Why leadership matters
... to doctors
All doctors go into medicine because they want to make a difference to patient care. Education and training often emphasise our role as clinicians in providing effective, compassionate and safe interventions in our patient encounters. However, GMC Outcomes for Graduates emphasise our wider responsibilities, many of which need leadership skills outside the realm of our clinical competencies: to lead, to work in partnership with colleagues, to understand and improve health care systems, to work with complexity and uncertainty and to accept shared accountability and to work with others to change systems when it is necessary for the benefit of patients.
The leadership skills needed for this are now taught from early on in Medical School but need honing and developing throughout a doctor’s career.
The Medical Leadership Competency Framework is built on the concept of shared leadership where leadership is not restricted to people who hold designated leadership roles and where there is a shared sense of responsibility for the success of the organisation and its services. Acts of leadership can come from anyone in the organisation, as appropriate at different times, and are focused on the achievement of the group rather than of an individual.
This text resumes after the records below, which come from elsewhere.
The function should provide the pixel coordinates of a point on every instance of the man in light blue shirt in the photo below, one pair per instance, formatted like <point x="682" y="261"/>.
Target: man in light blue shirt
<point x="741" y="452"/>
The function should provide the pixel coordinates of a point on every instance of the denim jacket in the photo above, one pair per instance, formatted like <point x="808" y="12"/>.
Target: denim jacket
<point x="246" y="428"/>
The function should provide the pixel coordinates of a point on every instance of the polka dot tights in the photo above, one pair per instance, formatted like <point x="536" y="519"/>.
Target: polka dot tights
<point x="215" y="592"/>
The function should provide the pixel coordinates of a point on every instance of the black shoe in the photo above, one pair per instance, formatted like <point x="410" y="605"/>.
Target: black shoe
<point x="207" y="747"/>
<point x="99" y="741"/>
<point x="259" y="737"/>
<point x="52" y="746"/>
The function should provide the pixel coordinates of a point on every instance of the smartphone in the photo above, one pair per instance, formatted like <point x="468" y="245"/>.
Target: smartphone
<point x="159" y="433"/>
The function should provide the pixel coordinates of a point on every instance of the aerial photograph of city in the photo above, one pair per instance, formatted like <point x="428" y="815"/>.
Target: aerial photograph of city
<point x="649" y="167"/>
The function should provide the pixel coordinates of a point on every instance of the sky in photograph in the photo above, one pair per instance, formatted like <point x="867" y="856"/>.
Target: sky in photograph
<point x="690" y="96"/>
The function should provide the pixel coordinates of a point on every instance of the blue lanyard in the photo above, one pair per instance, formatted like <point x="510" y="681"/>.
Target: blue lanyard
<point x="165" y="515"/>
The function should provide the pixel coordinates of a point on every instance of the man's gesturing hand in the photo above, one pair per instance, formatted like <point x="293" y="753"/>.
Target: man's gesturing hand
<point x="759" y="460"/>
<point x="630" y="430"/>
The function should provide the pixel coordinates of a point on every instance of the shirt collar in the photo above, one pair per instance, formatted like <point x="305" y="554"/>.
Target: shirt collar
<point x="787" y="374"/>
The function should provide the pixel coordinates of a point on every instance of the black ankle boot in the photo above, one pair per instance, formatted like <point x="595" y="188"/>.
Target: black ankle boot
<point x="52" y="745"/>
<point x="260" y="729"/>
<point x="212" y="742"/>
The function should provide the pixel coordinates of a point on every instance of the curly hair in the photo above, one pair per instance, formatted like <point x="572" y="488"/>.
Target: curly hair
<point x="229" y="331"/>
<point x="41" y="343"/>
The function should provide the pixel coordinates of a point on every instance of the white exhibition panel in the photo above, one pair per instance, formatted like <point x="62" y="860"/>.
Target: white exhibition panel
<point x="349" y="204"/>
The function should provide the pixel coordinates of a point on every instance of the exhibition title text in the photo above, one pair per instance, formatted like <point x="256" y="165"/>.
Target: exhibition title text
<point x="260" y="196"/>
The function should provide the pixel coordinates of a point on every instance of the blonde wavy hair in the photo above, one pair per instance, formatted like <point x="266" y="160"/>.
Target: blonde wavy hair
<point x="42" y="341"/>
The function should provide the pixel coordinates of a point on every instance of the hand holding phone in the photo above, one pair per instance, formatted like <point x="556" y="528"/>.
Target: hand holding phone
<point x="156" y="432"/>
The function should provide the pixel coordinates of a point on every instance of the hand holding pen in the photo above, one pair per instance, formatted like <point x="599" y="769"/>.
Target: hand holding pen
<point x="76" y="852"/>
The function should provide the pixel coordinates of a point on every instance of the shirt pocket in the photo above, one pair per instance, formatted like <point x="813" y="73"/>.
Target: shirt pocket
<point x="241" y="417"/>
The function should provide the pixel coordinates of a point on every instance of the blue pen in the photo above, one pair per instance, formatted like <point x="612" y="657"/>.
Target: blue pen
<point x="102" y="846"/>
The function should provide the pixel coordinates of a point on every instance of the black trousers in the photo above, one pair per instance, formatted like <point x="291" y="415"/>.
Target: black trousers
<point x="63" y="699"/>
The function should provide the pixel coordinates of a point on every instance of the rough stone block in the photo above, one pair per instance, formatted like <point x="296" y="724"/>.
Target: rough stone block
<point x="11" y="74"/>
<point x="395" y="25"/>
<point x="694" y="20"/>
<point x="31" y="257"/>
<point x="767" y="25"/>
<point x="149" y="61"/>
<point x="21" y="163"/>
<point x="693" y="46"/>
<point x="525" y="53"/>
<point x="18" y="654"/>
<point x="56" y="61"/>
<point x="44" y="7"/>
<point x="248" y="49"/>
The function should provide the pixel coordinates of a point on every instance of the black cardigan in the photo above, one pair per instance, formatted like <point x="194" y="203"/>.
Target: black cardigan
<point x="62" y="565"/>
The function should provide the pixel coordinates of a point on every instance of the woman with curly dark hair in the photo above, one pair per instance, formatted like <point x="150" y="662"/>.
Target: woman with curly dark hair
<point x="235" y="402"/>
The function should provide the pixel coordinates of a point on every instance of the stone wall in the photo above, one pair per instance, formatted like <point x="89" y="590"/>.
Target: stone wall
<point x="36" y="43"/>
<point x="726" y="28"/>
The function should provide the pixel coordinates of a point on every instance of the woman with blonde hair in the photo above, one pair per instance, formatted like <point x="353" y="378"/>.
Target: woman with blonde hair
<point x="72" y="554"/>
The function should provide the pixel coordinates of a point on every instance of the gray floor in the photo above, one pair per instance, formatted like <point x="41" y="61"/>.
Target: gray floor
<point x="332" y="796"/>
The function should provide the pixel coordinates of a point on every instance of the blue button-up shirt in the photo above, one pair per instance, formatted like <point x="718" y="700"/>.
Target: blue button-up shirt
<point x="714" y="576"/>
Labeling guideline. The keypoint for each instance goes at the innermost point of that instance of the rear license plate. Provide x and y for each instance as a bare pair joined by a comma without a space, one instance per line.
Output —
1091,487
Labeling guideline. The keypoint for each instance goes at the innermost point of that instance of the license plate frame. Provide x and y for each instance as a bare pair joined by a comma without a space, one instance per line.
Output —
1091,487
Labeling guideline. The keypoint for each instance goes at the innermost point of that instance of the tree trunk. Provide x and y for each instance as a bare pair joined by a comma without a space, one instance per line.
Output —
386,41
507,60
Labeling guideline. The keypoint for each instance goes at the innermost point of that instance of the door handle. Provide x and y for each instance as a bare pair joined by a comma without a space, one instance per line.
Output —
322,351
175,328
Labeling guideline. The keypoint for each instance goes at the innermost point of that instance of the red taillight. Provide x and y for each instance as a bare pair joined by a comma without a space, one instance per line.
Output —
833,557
Therefore shared leadership actively supports effective teamwork.
The Framework sets out five domains and within each domain there are four elements. To deliver appropriate, safe and effective services, it is essential that any doctor is competent in each of the five domains
1. Demonstrating personal qualities
1.1 Developing self awareness
1.2 Managing yourself
1.3 Continuing personal development
1.4 Acting with integrity
2. Working with others
2.1 Developing networks
2.2 Building and maintaining relationships
2.3 Encouraging contribution
2.4 Working within teams
3. Managing services
3.1 Planning
3.2 Managing resources
3.3 Managing people
3.4 Managing performance
4. Improving services
4.1 Ensuring patient safety
4.2 Critically evaluating
4.3 Encouraging improvement and innovation
4.4 Facilitating transformation
5. Setting direction
5.1 Identifying the contexts for change
5.2 Applying knowledge and evidence
5.3 Making decisions
5.4 Evaluating impact
... to psychiatrists
The development of leadership skills is particularly relevant to psychiatrists and is emphasized in their training. They need to be comfortable working in challenging and complex situations. Their patients (and their carers) often have problems which are disabling and disenfranchising and they need to utilize relational and interpersonal skills as tools to navigate challenges. Much of what they do depends on their ability to work in large multidisciplinary teams and to operate within ever-changing legal, commissioning and political frameworks. The landscape in which they work is dependent on understanding communities, working alongside primary care, acute services, social care and the non-statutory sector.